Friday, June 13, 2014

Oakland, Richmond Students Sue California Over Lost Classroom Time

By Doug Oakley
Staff Writer
Bay Area News Group
doakley@bayareanewsgroup.com

OAKLAND -- When his economics teacher went on maternity leave last fall, Eric Flood said, a procession of Fremont High substitute teachers filled the days with easy, irrelevant and uninspiring work. It was so boring, many students stopped going to the first-period class altogether. 

When his teacher returned, she expected them to be caught up with the work. Many of them ended up with D and F grades, Flood said. 

Flood, 17, is one of 11 student plaintiffs across the state in a class-action lawsuit filed Thursday against the state Department of Education. 

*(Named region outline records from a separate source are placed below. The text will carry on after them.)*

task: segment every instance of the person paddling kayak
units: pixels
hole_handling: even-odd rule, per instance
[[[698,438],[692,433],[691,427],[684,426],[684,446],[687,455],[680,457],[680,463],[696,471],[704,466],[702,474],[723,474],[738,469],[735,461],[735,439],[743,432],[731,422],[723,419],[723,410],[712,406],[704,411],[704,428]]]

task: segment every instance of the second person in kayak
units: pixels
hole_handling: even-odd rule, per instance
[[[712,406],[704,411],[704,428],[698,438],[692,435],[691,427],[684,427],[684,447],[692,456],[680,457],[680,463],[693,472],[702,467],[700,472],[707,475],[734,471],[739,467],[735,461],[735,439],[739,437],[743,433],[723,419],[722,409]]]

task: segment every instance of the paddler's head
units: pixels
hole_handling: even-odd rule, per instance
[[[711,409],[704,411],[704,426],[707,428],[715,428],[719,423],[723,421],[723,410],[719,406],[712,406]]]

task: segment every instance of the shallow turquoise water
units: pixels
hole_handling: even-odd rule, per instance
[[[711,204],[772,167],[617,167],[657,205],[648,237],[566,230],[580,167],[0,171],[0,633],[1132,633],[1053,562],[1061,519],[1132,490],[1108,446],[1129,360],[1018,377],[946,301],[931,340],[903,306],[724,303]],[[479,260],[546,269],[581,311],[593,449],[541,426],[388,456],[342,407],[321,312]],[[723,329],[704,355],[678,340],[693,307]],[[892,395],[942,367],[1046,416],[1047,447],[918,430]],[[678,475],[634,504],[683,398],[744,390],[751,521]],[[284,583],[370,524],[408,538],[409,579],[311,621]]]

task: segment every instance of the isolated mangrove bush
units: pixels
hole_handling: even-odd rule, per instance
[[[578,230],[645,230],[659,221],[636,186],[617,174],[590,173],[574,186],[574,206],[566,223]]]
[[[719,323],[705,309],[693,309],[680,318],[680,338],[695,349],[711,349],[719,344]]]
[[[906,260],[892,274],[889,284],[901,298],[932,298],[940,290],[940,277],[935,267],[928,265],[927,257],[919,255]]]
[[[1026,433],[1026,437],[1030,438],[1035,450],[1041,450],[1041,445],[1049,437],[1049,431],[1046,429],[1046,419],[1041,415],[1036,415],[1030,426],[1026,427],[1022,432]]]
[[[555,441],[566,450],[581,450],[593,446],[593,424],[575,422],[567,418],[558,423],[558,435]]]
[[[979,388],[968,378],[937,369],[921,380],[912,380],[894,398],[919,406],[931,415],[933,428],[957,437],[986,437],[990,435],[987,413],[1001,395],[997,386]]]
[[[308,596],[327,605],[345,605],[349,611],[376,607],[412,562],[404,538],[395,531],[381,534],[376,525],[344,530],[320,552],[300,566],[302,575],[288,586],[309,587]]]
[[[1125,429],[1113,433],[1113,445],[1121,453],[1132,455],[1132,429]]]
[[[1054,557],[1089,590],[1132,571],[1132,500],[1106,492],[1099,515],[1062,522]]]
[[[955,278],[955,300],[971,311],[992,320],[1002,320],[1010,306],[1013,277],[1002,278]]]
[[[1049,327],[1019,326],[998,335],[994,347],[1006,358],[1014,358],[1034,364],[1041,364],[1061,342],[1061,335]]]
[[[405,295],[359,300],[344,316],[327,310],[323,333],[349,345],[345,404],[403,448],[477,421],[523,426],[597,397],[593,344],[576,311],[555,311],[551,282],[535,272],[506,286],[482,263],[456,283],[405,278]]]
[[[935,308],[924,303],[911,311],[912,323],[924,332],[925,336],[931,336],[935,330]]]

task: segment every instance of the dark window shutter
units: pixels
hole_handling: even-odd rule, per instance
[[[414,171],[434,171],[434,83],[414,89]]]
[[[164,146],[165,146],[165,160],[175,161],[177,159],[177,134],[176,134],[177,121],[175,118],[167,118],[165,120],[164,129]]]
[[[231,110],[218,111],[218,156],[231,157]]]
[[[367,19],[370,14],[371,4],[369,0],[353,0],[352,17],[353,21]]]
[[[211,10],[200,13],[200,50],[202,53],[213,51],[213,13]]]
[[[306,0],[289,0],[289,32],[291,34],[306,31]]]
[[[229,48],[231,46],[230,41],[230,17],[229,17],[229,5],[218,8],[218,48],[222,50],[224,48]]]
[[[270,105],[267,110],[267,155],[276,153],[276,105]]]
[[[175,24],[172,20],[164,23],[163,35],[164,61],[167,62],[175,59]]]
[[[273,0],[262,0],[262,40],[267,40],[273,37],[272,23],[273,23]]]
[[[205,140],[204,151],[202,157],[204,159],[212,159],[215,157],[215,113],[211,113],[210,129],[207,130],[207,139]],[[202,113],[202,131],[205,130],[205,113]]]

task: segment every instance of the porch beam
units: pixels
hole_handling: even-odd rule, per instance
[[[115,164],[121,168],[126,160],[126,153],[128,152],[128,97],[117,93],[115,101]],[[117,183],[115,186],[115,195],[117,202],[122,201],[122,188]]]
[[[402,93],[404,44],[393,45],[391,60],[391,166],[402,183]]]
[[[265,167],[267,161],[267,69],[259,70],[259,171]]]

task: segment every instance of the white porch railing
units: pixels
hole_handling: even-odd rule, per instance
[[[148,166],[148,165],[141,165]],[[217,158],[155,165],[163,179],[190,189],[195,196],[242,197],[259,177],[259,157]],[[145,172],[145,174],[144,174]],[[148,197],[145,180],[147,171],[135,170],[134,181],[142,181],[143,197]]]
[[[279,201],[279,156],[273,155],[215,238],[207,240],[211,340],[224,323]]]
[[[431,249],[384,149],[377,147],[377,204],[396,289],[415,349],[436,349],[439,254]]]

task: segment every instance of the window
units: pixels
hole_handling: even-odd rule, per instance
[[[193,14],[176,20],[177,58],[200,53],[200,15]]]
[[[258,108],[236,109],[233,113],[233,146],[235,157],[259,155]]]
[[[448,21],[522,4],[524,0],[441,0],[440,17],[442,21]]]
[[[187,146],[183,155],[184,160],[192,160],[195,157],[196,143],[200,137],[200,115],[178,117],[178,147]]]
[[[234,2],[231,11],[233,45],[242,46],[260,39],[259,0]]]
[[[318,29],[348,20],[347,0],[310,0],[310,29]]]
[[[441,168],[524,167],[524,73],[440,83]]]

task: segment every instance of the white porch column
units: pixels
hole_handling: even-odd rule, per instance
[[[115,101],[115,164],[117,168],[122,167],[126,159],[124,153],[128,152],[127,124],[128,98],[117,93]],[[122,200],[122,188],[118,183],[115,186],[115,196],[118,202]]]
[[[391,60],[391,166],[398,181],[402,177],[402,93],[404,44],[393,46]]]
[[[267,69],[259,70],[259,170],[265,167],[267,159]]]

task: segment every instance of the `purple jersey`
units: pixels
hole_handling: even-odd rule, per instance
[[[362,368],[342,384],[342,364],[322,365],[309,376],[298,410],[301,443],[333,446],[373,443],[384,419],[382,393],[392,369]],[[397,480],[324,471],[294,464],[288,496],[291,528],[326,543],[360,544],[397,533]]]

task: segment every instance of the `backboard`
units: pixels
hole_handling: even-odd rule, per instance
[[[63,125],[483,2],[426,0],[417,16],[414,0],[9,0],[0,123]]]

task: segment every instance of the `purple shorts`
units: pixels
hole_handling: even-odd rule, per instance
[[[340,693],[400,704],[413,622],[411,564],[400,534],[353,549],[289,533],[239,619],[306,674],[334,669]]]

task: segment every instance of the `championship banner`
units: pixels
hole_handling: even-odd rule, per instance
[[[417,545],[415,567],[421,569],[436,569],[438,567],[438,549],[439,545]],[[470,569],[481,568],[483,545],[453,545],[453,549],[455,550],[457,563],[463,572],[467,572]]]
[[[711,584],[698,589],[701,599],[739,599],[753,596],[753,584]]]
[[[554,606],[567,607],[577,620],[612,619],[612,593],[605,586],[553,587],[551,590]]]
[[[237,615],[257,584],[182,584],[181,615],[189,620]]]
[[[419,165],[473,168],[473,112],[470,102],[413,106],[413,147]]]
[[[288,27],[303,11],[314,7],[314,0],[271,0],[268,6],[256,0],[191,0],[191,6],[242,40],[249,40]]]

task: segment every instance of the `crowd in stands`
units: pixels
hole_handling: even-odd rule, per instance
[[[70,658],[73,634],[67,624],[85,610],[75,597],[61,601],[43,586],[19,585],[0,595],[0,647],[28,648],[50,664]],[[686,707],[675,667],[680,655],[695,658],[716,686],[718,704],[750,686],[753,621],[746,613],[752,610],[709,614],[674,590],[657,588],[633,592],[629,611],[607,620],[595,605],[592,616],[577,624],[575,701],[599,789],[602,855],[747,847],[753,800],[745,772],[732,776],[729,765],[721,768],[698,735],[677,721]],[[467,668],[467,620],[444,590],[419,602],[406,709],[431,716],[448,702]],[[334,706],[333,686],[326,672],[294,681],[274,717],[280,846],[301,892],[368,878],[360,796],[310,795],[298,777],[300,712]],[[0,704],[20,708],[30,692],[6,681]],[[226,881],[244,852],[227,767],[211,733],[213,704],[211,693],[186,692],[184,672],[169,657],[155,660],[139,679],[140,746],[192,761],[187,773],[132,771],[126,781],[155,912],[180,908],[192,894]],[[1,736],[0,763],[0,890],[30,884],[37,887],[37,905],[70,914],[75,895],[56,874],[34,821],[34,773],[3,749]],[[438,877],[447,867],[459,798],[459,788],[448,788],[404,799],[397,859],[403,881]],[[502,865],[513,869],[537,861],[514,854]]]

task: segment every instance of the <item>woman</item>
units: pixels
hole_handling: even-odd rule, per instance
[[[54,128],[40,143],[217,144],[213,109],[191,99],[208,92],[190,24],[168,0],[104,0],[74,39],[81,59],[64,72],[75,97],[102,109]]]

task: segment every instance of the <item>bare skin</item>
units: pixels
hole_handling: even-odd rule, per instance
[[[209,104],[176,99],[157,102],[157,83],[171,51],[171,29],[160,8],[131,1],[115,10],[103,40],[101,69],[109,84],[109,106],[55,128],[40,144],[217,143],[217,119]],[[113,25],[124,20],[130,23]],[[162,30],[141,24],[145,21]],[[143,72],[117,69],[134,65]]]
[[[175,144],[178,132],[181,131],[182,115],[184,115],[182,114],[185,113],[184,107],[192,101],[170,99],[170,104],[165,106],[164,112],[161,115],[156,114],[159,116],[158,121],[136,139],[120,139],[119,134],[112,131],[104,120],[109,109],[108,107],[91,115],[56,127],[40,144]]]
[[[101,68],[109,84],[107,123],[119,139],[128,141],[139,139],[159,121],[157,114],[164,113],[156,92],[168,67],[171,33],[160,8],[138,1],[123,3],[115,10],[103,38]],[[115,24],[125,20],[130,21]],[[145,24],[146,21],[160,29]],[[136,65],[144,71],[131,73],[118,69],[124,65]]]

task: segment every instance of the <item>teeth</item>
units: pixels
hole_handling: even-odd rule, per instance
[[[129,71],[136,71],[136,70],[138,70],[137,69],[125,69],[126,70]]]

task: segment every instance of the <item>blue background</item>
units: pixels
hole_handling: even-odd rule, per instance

The suit says the students have been denied equal access to teaching time compared with students who attend schools in more well-to-do neighborhoods. 

The suit, filed in Alameda County Superior Court, cites a loss of valuable learning time due to a number of systemic failures, including a shortage of teachers and mental health counselors, and the failure to have class schedules ready at the beginning of the year. 

"We didn't even have to do the work. The substitute just marked us as being there even if we weren't," Flood said Thursday. "There was no point in going to that class anyway, so we just stayed home." 

Lawyers involved in the suit say they hope it will get the state to devise a way of tracking how many hours and minutes of instruction students actually get at school, so schools will be forced to provide a minimum standard for learning time. Currently, schools simply report whether a student was there sometime between the start and end of the day. 

Northern California plaintiffs in the lawsuit include two students at Castlemont High School and two at Fremont High School in Oakland and one at Nystrom Elementary School in Richmond. The other named plaintiffs are at four Southern California schools. 

Also named as a defendant is the state superintendent of education, Tom Torlakson, who is running for re-election. 

Attorneys from Public Counsel, an advocacy firm, the ACLU of Southern California and other lawyers are handling the case on behalf of the students. 

The ACLU of Southern California was part of a similar class action brought against the state and settled in 2004 that contended the state failed to provide public school students with equal access to instructional materials, safe and decent school facilities and qualified teachers. 

"We interviewed teachers and administrators in low-income schools and identified several factors that cause students to lose days and weeks of learning time," said Michael Soller, spokesman for Public Counsel, about the suit filed Thursday. 

The suit alleges the schools' failure to have class schedules ready at the start of the year takes away from learning time. 

A lack of mental health counselors in schools where kids are victims of violence and where shots are fired near schools takes away teaching time when teachers become ad hoc counselors, the suit says. 

And at schools where there are not enough teachers, substitutes do a poor job, and students are assigned to help out in school offices instead of being in class learning, the suit alleges. 

It also says both Castlemont and Fremont high schools have a difficult time just getting students inside their classrooms. 

At Castlemont, "Each morning, more than half of the student body arrives late to school and misses the beginning of first period. In many first period classes, there are typically fewer than five students present in a 25-student class when the bell rings to start the school day, and in some classes, there is not a single student present for the first few minutes of class. Many students miss first period altogether," the suit alleges. 

"All of those contribute to a really challenging teaching environment and leads to higher turnover and higher vacancies," which cuts down on teaching time, said Public Counsel staff attorney Kathryn Eidmann. "We really don't see this as a case of schools needing more money. We see it as identifying a need at these schools." 

Oakland school district spokesman Troy Flint said the district has been trying to turn around Castlemont and Fremont high schools for a number of years with little success. 

"We are grateful for any action that is going to produce more resources we can use to improve outcomes at schools in the district," Flint said. 

Torlakson and state board of education President Michael Kirst issued a statement Thursday in response to the suit, calling it "costly and unnecessary." They said the new shift toward giving school districts more control over how they spend state money, called the Local Control Funding Formula, is "the best way to improve student achievement and meet the needs of our schools." 

Danielle Dixon, a special-education teacher at Castlemont for the past two years, said she is quitting her job because a lack of teachers makes it too stressful to stay. 

"Mental health is one of the greatest needs I see," Dixon said. "My students on a daily basis know students who have been shot. I have homeless students who don't have enough to eat and are still expected to take the tests and earn the grades to graduate, but they don't have the support to do that. We need an investment of qualified and certified psychiatrists and counselors. We need wraparound services, which we don't have right now." 

She said the school has vacancies for special-education assistants that are not filled for an entire year. 

"There should be people whose job it is to bring those assistants to us," Dixon said.